Haven't tried it as it isn't available where I live. I read an article about it and the author said the speed will depend largely on where you place it in your home. For example he got the best speed when it was by a window on the 2nd floor. I think the article was on CNET. It's been a week or two since I read it.


----------



## lparsons21 (Mar 4, 2006)

Thanks. I’ve done all sorts of searches and there are a few reviews from individuals, the vast majority are basically marketing articles just repeating the news releases from T-Mobile.

I looks like I’ll have to take a $50 flyer on it to see how it will work for me.


----------



## NashGuy (Jan 30, 2014)

lparsons21 said:


> Has anyone here tried the service?


I've read firsthand reports in various places, including over at the TiVo forum. The speeds vary wildly, depending on location and whether you connect to a 4G or 5G tower. Sounds like the gateway is a bit flaky and when you reboot it, it loses all its settings. (Probably needs a firmware update.) I want to say I read that some live streaming services are problematic with this ISP but I'm not sure -- but look into that since you use those. (Or at least I think you still do. Can't remember what you're subscribed to this week.)

There are some threads here you may want to check out:
T-Mobile forum | DSLReports, ISP Information


----------



## b4pjoe (Nov 20, 2010)

This is the article I read.

I signed up for T-Mobile's $50 unlimited home internet service. Here's what happened


----------



## lparsons21 (Mar 4, 2006)

NashGuy said:


> I've read firsthand reports in various places, including over at the TiVo forum. The speeds vary wildly, depending on location and whether you connect to a 4G or 5G tower. Sounds like the gateway is a bit flaky and when you reboot it, it loses all its settings. (Probably needs a firmware update.) I want to say I read that some live streaming services are problematic with this ISP but I'm not sure -- but look into that since you use those. (Or at least I think you still do. Can't remember what you're subscribed to this week.)
> 
> There are some threads here you may want to check out:
> T-Mobile forum | DSLReports, ISP Information


Thanks. Lots of posts there and many current enough to have real value. I can't believe I didn't look at that site earlier.


----------



## lparsons21 (Mar 4, 2006)

b4pjoe said:


> This is the article I read.
> 
> I signed up for T-Mobile's $50 unlimited home internet service.

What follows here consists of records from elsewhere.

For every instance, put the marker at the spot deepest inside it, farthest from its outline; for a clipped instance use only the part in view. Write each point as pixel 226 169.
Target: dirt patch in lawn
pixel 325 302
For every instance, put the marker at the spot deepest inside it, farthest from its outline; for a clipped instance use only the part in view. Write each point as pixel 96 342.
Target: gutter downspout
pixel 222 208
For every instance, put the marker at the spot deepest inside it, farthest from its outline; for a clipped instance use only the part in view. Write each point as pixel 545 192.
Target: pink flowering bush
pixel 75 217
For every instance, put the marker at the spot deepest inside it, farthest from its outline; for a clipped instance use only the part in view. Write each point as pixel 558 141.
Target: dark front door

Here's what happened


Thanks, that's one I had already read.


----------



## 1948GG (Aug 4, 2007)

I'm about 100 miles from TMobile hq in sw washington state, with some 3 towers (closest 850' away from my home) plus a rooftop array on the tallest building (6 stories) on the 6+ blocks of our small rural 'downtown'. All current 5g frequencies including bands 41 & 71 are in use, spreading out at least 50 miles in all directions.

The 4g/5g 'wastecan' nokia/alcatel 2nd gen device has been available here for 2+ months. I don't know if anyone here has seen the newer 3rd gen outdoor mountable one, there is a youtube clip on it, they finally realize putting the box outside (cable is a thin, flat poe type that can be routed through a window frame) is the way to go.

I've been with comcast for 2 decades, and moved to my current location primarily because they wired the small community about 6+ years ago; many homes here still have hughesnet and viasat dishes from the 'before comcast' time, but we have the latest docsis 3.1 system, 2Gb service but the rates on all are close to double that of the 'big cities' to the north and south.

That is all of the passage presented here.